I finished the last season of Girls this week. Six seasons of ups, downs, controversies - some very well deserved - and endless quotes, the voice of my generation had fallen silent.
It's potentially an unpopular opinion, but I love the TV show, Girls. I like Lena Dunham. Granted, she's a bit tone deaf with her feminism, she can be polarising to say the least. But the TV show she created with Jenni Konner and Judd Apatow - who forever holds a place in my heart as the creator of Freaks & Geeks - is magnificent.
Girls started whilst I was in my first year of university, a year I look back on as a learning curve. A year of fantastic, stitch inducing, laugh out loud memories and terrible, blocked off, shut away in a cupboard...events. I thought I knew who I'd grow up to be. Then I watched Girls.
The problem most critics have with Girls is its main characters. These four, white, upper middle class New York women who's biggest complaint was that nobody was paying them any attention. I loved it. They're flawed, narcissistic, self obsessed and moany. They have wobbly bits on their bodies, spots, terrible choices in boyfriends (yes I'm looking at you Jessa and Thomas-John). I loved it, because they were me. It shook me to see distorted versions of myself, who were so bloody impossible to like, but who I so desperately wanted to be. Jessa's hair, Shoshanna's clothes, Hannah's razor sharp wit, and well, Marnie dated Ray and he's the best. Watching Girls shaped me. It introduced me to Curb Your Enthusiasm, Louis CK, The Mindy Project, and maybe I started watching Extreme Makeover Home Edition in between, so I guess I kind of have Lena Dunham to thank for my now lifelong passion for the phrase "MOVE THAT BUS!"
Girls felt like the big sister I never had. Like the gentle whispered warning of someone who has been there. It's those episodes I like the best. Those jarring, standstill moments of television that put your heart in your mouth and your hand to your pearls.
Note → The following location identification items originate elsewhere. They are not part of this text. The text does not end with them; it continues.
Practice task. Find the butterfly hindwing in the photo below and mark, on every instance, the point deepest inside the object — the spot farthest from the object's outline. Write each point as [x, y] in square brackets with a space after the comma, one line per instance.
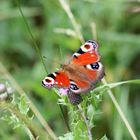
[58, 79]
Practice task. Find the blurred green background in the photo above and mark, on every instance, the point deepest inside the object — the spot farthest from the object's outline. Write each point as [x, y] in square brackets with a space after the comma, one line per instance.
[118, 34]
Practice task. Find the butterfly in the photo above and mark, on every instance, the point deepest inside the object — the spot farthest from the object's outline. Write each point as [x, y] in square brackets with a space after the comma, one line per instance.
[80, 75]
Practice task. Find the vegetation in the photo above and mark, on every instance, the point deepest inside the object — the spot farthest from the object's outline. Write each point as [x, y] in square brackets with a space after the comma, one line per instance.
[36, 37]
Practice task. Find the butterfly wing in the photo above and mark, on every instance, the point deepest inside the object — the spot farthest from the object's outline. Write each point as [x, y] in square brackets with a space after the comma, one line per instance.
[57, 79]
[87, 54]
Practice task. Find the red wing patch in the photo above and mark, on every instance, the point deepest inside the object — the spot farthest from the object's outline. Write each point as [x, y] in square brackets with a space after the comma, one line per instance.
[62, 79]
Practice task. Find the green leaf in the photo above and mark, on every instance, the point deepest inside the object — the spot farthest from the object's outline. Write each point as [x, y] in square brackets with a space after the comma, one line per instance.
[23, 105]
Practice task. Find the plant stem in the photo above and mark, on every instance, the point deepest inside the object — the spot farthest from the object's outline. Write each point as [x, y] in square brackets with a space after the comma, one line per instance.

Episodes like this last season's American Bitch, that left me feeling speechless and dirty all in one, episodes that remind you that Girls isn't fizzy, happy, lols-a-minute, feelgood friendship. It's clunky, sad, heartbreaking and cringey, and it puts Elijah Krantz in a happy place for like three episodes, then rips him away, stomping on him and telling him to try again.
It's not a perfect show, it's thorny and problematic, but the final series surprised me with its grace. It felt rooted in indulging itself as a final farewell, and I couldn't have asked for more, until I could. The last episode of Girls, in a similar vein to Seinfeld and Breaking Bad, fell short. It went full force, guns blazing with the promise of a curtain call that it deserved, but it never got. Like a surf lesson with Paul Louis (played by the incredible Riz Ahmed), the set up was there, but then it never happened. Dammit, Dunham! I believed in you to pull this off! One great review of the finale ended with the summation "you think you know me, but you really don't," - a fantastic symbol for the breakdown of female friendship in season six, and the Brooklyn Mr Big, Adam's hopeless and at times hideous flip flopping between Hannah and Jessa.
I will always love Girls. I will always love Lena Dunham. I will forever wish Elijah was my best friend and that Ray made me coffee everyday. I will daydream about what would've happened if that Marnie episode in the final season ended the way I wish it had. And I will watch it again and again, knowing in the pit of my stomach that it won't end well. But then maybe that's the point. Girls is the best worst relationship I've ever had. Bittersweet and painful, and maybe sometimes worth the perverse peel back of the plaster that's been holding you together, in order to assess how far you've come.